Aside from one pitiful Monica Lewinsky gag, writer Kate Kondell steers clear of political humor. But the D.C. setting did compel her to have the movie champion a cause, which is that Americans need to be more involved in politics, or that everyone should embrace their individuality, or something. Things get particularly muddled in the end during a "Mr. Smith Goes to Washington"-inspired scene in which Elle delivers a nauseatingly silly speech that all but kills the movie's fun factor.
Good casting helps offset the middling-to-terrible screenplay. Back on the big screen where she belongs, Sally Field is perfect as a Hillary-esque congresswoman too wrapped up in the political game to stick to her convictions. As Sid, a doorman and Elle's political mentor, Bob Newhart turns in his funniest role yet.

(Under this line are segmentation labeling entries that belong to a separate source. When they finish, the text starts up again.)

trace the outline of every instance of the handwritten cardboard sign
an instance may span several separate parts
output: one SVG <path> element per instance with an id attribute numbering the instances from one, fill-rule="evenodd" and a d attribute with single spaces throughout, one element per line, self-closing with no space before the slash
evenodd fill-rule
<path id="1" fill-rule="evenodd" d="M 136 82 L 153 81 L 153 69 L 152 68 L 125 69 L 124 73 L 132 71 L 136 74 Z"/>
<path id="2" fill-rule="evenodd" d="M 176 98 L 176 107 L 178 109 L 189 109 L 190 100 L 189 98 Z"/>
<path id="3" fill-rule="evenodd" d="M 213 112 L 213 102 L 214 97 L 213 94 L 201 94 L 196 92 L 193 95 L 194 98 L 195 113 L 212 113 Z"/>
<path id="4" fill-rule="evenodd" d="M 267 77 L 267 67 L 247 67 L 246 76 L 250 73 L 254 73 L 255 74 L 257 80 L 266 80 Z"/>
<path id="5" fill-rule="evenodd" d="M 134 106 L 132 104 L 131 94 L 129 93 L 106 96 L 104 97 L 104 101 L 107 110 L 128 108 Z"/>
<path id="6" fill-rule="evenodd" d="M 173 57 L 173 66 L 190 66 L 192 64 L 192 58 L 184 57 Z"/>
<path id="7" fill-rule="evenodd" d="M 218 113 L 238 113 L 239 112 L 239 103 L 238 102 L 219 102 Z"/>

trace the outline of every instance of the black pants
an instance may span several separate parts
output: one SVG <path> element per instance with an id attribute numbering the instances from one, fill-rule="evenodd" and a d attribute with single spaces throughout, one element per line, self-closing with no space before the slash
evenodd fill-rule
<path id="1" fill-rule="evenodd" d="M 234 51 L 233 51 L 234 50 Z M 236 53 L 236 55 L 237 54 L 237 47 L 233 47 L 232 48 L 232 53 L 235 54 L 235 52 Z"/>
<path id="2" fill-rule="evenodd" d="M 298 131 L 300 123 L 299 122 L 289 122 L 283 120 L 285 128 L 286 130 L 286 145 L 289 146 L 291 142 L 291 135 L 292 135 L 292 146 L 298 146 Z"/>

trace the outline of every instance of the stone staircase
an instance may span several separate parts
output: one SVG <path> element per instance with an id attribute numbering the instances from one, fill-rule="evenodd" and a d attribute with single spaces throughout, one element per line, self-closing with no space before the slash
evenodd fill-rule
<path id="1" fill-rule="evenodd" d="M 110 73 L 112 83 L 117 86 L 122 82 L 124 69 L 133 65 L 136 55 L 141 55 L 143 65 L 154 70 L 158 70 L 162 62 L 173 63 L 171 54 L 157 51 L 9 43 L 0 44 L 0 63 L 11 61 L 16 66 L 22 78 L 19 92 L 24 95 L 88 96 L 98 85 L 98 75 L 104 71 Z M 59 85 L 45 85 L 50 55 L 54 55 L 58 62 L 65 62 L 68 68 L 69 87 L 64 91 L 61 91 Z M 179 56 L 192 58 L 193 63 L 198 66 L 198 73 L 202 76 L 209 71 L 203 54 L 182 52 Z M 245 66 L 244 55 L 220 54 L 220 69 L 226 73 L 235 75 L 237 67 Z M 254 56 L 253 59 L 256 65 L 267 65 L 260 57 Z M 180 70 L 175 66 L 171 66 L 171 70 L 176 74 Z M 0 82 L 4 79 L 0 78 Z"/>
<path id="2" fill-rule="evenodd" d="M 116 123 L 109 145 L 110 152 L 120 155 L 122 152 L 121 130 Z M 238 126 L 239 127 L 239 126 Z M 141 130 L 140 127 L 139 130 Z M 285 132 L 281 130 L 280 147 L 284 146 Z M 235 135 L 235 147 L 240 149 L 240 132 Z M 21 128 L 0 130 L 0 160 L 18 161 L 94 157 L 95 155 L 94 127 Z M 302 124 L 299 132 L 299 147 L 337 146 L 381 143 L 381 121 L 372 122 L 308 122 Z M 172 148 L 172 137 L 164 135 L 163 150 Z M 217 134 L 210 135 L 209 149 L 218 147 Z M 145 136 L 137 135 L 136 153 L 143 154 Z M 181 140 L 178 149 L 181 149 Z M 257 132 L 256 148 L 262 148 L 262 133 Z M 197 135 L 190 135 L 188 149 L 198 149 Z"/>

Luke Wilson doesn't do much with the handful of lines he gets as Elle's dreamboat, Emmett. But Jennifer Coolidge, who also starred in the original, milks her tiny role as Elle's hot-dog-loving pal Paulette for big laughs.
"Legally Blonde" costume designer Sophie de Rakoff Carbonell assembled an Oscar-worthy wardrobe for the sequel. No doubt Elle's suits - part Jackie O, part Barbie - will influence next fall's fashion trends.
But stiletto heels don't make the woman, and Witherspoon's gummy grin is no doubt the secret to the sequel's success.
In the real world, Elle's insistence on writing legislative bills on pink paper wouldn't catapult her to the White House the way the film's too-cute ending suggests. But while she does play an airhead, Witherspoon is one of the smartest and most driven women in Hollywood. After watching her feature debut in "The Man in the Moon" in 1991, few would have predicted she'd one day be a superstar with her own production company. And yet here she is. If Witherspoon set her sights on the Oval Office, no doubt she would get there.
BETH JONES can be reached at 777-6493 or email@example.com.
Legally Blonde 2: Red, White & Blonde
At Valley View Grande 16, Carmike 10 at Tanglewood Mall, Salem Valley 8 and the Grandin Theatre. Rated PG-13 for some mild sex-related humor. One hour, 34 minutes.